High-dimensional data sets often have lower-dimensional structure taking the form of a submanifold of a Euclidean space. It is challenging but necessary to develop statistical methods for these data sets that respect the manifold structure. We present research from two different areas: manifold learning (i.e., support estimation) and smooth regression on manifolds.

First, we consider the problem of recovering a d-dimensional submanifold M of R^n when provided with N samples from M. Ideally, the estimator of M should be a manifold of a certain smoothness, and it should converge to M in Hausdorff distance as N increases. Fefferman, Mitter, and Narayanan (2016) have developed an algorithm whose output is provably a manifold. The algorithm relies on the definition of an approximate squared-distance function (asdf) to M. As long as the asdf meets certain regularity conditions (which can be difficult to verify), it can be used to define an estimator of M that has the desired properties. We define two asdfs that can be calculated solely from the sample and show that they meet the required regularity conditions. The first asdf is based on kernel density estimation, and the second is based on the estimation of tangent spaces with local principal components analysis.
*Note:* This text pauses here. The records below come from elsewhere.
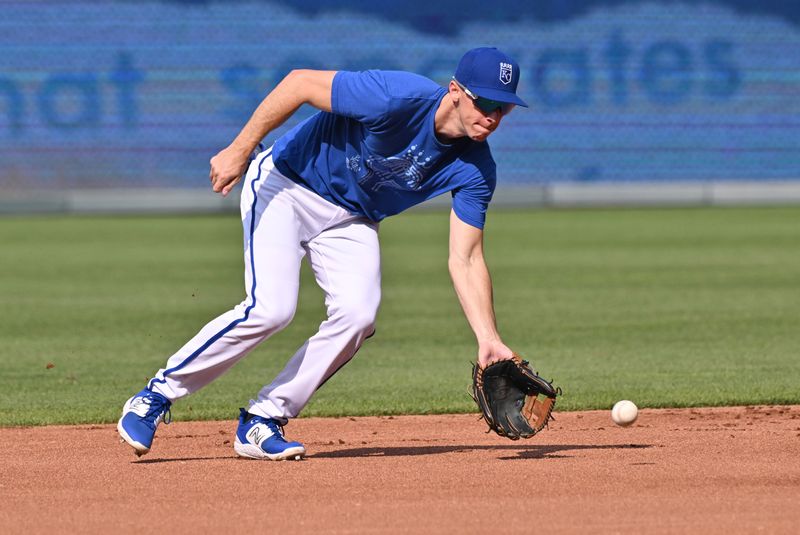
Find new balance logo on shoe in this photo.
[247,424,274,447]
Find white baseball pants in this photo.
[148,149,380,423]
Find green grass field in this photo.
[0,207,800,426]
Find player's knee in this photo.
[338,300,379,336]
[251,304,295,332]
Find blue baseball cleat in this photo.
[233,409,306,461]
[117,388,172,457]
Second, we analyze a structural risk minimization algorithm for the regression of real-valued C^{1, 1} functions defined on a manifold. (These are differentiable functions whose derivative is Lipschitz.) We assume that we are provided with N sample points from M, a d-dimensional C^2 submanifold of R^n, as well as noisy observations from a C^{1, 1}(M) function f^*. We first present results of independent interest on sampling a C^2 atlas of M w.h.p. To do this, we 1) show that the sample contains, w.h.p., a fine-enough net of M of bounded size, 2) derive uniform convergence rates for the empirical measure indexed by particular subsets of M, and 3) prove that tangent spaces estimated with local PCA are close in angular distance to the true tangent spaces w.h.p. The estimated tangent spaces can be used to define charts of M whose derivatives have a uniformly-bounded Lipschitz constant. After sampling an atlas, we use C^{1, 1}(R^d) regression to locally estimate the pullbacks of f^* to the estimated tangent spaces and then use a partition of unity to define the global estimator of f^*. The C^{1, 1}(R^d) regression algorithm was developed by collaborators, and it is closely related to a C^{1, 1}(R^d) interpolation algorithm of Herbert-Voss, Hirn, and McCollum (2017). We use tools from empirical processes to analyze the C^{1, 1}(R^d) regression algorithm, and we combine these results with properties of the C^2 atlas to derive risk bounds and convergence rates for our C^{1, 1}(M) regression algorithm.